Sinhá Francisquinha estava
indignada com o acontecido. Zé de Abílio, encostado na moto, portava-se com se
estivesse diante de uma divindade.
– Bença, Vó! Eu vou andando mode
tomá as providença.
– Você vai armuçá premero.
Qué morrê também é?
– Vá lá dento. Diga as menina pra
botá o di cumê.
Ela foi caminhando lentamente
para a extremidade oriental do terreiro, parou diante de um gigantesco pé de
jatobá em cuja sobra o gado ruminava ao cair da tarde, olhou demoradamente para
o tempo e deteve-se em profundo silêncio. Depois falou para a árvore:
– Ele vivia incanfinfado com time
de futibol. Dispois que separou da mulé e dos fios em São Paulo não largava
esse aperreio. Era por dimais... Falei pra ele tantas vezes: Larga desse
pegadio home... Parece corno véio enceguerado por mulé de
zona! Agora, qui rumo aquela alma vai tomá?

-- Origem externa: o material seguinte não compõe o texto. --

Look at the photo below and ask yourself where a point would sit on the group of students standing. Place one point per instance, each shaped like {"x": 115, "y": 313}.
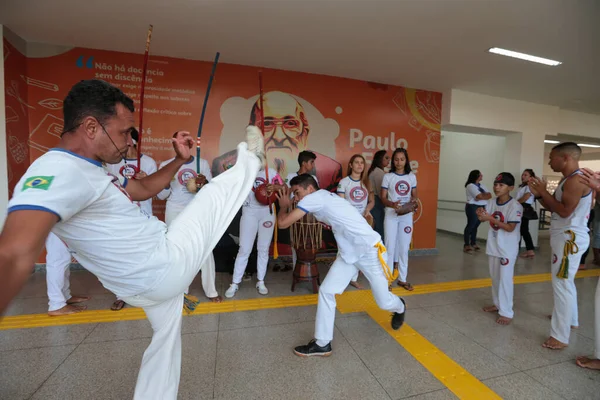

– Vó, eu já vou ir. Tem muita
coisa ainda. O enterro é amanhã. César vem buscar a senhora de carro. Bença Vó.
– Deus te guarde! Que hora vai
ser?
– Treis hora da tarde, lá mesmo
no Guedes.
Na tarde do dia seguinte, quando
Sinhá Francisquinha foi entrando no Campo Santo já o caixão estava à beira da
cova.
– Êpa! Êpa! Pera ái! Abre o
caxão.
Aproximou-se, abriu uma sacola,
tirou uma bandeira do Flamengo e determinou ao coveiro:
– Bote essa bandera in riba do
corpo pra alma achá o caminho...
Serrinha, 10 de junho de 2014.
*PROFESSOR DE LITERATURA NO DEPARTAMENTO
CIÊNCIAS HUMANAS E TECNOLOGIAS – CAMPUS XXII DA UNIVERSIDAADE DO ESTADO DA
BAHIA – UNEB EM EUCLIDES DA CUNHA.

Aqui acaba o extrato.